What we've been saying is we've got about 6,000 immediately addressable patients at the time of a potential approval under the care of a pediatric epileptologist, pediatric neurologist. That's then, if you come at it from a different perspective and you look at claims data of confirmed patients with an ICD-10 code for Dravet syndrome, the most robust claims database in the U.S. right now has about 6,000 identified patients. We're looking at 6,000 as being about the addressable market that's immediate at the time of an approval, while we then work to identify, you know, the additional 10,000+ patients-

Joey Stringer
Biotech Analyst, Needham & Company

Yeah.

Jason Hoitt
Chief Patient Officer, Stoke Therapeutics

...that we believe are out there in the U.S. today, but are largely, you know, in the adult setting. We have a little bit of work to do there, because those patients ultimately were identified and diagnosed with what, call it intractable epilepsy, which a lot of them are coded with, before there was an ICD-10 code for Dravet or even before genetic testing became as commonplace as it is today. We've already started that process, but we'll be working to identify those additional patients over time.

Ian Smith
CEO, Stoke Therapeutics

Joey, just as a fact to support what Jason's saying, yes, 6,000 immediately addressable patients, but the average age of diagnosis of Dravet is around seven years of age. It helps you understand that there is a undiagnosed patient population of potentially of zero age or newborns all the way through to seven, which is significant. On top of that 6,000 immediately addressable, we are already starting to think about a screening campaign to identify patients.
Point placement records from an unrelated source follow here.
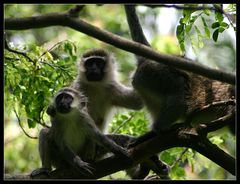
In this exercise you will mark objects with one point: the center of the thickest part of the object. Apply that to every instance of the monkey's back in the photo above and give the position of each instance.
(166, 90)
(99, 102)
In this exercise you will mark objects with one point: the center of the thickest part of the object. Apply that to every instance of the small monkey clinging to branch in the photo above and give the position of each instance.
(72, 138)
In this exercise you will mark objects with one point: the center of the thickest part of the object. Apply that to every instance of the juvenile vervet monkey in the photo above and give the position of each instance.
(170, 94)
(98, 81)
(73, 135)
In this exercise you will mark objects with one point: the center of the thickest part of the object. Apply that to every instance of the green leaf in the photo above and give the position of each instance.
(224, 24)
(207, 12)
(215, 35)
(215, 25)
(207, 32)
(221, 29)
(219, 16)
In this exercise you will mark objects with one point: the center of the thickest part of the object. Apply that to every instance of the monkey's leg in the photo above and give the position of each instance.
(103, 140)
(75, 161)
(141, 171)
(44, 150)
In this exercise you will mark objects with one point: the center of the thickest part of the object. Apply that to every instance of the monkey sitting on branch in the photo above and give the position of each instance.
(72, 138)
(97, 80)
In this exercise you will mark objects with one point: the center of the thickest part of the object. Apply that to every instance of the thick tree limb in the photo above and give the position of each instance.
(64, 19)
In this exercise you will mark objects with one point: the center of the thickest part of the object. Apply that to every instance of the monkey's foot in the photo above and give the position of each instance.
(40, 172)
(164, 170)
(142, 139)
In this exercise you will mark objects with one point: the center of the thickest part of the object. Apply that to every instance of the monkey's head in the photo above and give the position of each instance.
(65, 101)
(96, 65)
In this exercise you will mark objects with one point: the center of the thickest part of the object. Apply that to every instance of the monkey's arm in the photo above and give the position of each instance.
(75, 161)
(123, 96)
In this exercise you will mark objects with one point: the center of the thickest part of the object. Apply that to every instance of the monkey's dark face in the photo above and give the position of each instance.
(95, 68)
(63, 103)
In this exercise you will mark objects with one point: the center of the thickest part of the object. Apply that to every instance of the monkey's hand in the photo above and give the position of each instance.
(123, 153)
(83, 167)
(40, 172)
(141, 139)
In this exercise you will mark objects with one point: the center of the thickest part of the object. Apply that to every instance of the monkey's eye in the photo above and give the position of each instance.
(83, 104)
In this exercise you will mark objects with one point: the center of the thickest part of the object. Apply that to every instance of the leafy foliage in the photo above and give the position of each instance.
(29, 84)
(191, 28)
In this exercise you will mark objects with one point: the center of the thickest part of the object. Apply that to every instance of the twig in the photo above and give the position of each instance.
(216, 124)
(19, 122)
(179, 158)
(208, 106)
(74, 12)
(63, 19)
(18, 52)
(124, 122)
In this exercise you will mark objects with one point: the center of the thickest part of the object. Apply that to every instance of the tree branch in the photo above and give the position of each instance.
(63, 19)
(181, 137)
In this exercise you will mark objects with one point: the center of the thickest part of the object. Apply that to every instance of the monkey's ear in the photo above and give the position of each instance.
(51, 110)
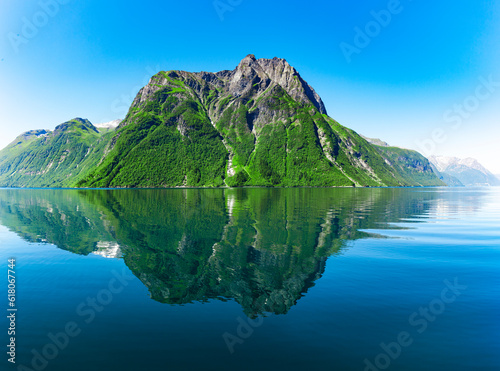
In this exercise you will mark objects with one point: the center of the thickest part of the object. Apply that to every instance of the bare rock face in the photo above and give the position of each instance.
(259, 124)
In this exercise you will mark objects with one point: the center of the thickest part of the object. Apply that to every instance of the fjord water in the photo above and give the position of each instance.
(245, 279)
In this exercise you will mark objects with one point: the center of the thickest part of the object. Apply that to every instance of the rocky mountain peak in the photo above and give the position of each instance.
(252, 71)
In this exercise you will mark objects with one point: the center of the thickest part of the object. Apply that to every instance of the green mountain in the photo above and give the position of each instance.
(258, 125)
(41, 158)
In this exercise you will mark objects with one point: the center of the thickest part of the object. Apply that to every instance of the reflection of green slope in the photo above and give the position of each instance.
(60, 217)
(263, 248)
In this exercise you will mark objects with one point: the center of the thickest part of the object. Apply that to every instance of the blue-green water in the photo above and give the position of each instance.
(253, 279)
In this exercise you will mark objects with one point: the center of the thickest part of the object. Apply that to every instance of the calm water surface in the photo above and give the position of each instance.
(253, 279)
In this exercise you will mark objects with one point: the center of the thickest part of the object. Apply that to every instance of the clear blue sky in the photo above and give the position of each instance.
(408, 78)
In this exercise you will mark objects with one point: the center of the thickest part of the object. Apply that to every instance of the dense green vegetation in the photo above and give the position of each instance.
(411, 166)
(233, 128)
(53, 159)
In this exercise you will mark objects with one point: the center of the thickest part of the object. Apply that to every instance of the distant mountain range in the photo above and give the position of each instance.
(260, 124)
(467, 172)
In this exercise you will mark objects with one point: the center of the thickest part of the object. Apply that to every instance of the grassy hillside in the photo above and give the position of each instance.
(53, 159)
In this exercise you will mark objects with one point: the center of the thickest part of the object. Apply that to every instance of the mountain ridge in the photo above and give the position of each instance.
(260, 124)
(468, 170)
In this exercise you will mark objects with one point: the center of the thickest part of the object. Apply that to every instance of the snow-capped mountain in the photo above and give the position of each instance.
(468, 171)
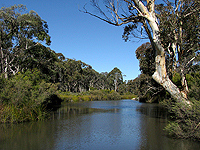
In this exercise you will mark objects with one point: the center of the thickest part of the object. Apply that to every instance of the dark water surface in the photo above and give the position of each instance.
(97, 125)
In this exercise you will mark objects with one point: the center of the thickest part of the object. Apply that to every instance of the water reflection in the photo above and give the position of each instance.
(104, 125)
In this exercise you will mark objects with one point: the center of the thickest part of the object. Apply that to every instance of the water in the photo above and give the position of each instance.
(98, 125)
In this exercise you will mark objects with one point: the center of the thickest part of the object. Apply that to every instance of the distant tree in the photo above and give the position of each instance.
(19, 31)
(138, 15)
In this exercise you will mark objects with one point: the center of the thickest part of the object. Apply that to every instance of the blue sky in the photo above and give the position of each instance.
(83, 37)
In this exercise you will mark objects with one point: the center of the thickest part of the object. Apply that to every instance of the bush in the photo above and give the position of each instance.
(25, 97)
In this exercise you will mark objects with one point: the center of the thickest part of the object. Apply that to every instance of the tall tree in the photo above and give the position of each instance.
(139, 15)
(19, 31)
(115, 78)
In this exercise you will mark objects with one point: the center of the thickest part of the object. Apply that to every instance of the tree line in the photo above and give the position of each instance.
(21, 50)
(170, 62)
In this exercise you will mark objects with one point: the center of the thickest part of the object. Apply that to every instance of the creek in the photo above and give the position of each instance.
(96, 125)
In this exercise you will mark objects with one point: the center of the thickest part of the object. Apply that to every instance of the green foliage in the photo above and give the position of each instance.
(176, 79)
(23, 97)
(194, 85)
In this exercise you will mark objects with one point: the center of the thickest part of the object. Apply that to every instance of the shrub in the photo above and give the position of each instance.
(25, 97)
Broaden that addressable patient population.

Joey Stringer
Biotech Analyst, Needham & Company

Great. Well, we are up on time. We're into overtime, in fact. We really appreciate the discussion. Thank you so much, Ian, Jason, and Doug, for participating. It was an excellent discussion.

Ian Smith
CEO, Stoke Therapeutics

Yeah. Thank you, Joey, and thanks for those people that joined us today.

Joey Stringer
Biotech Analyst, Needham & Company

Yeah. Thanks, everyone, for joining us on the webcast. Have a good day and a good rest of the conference.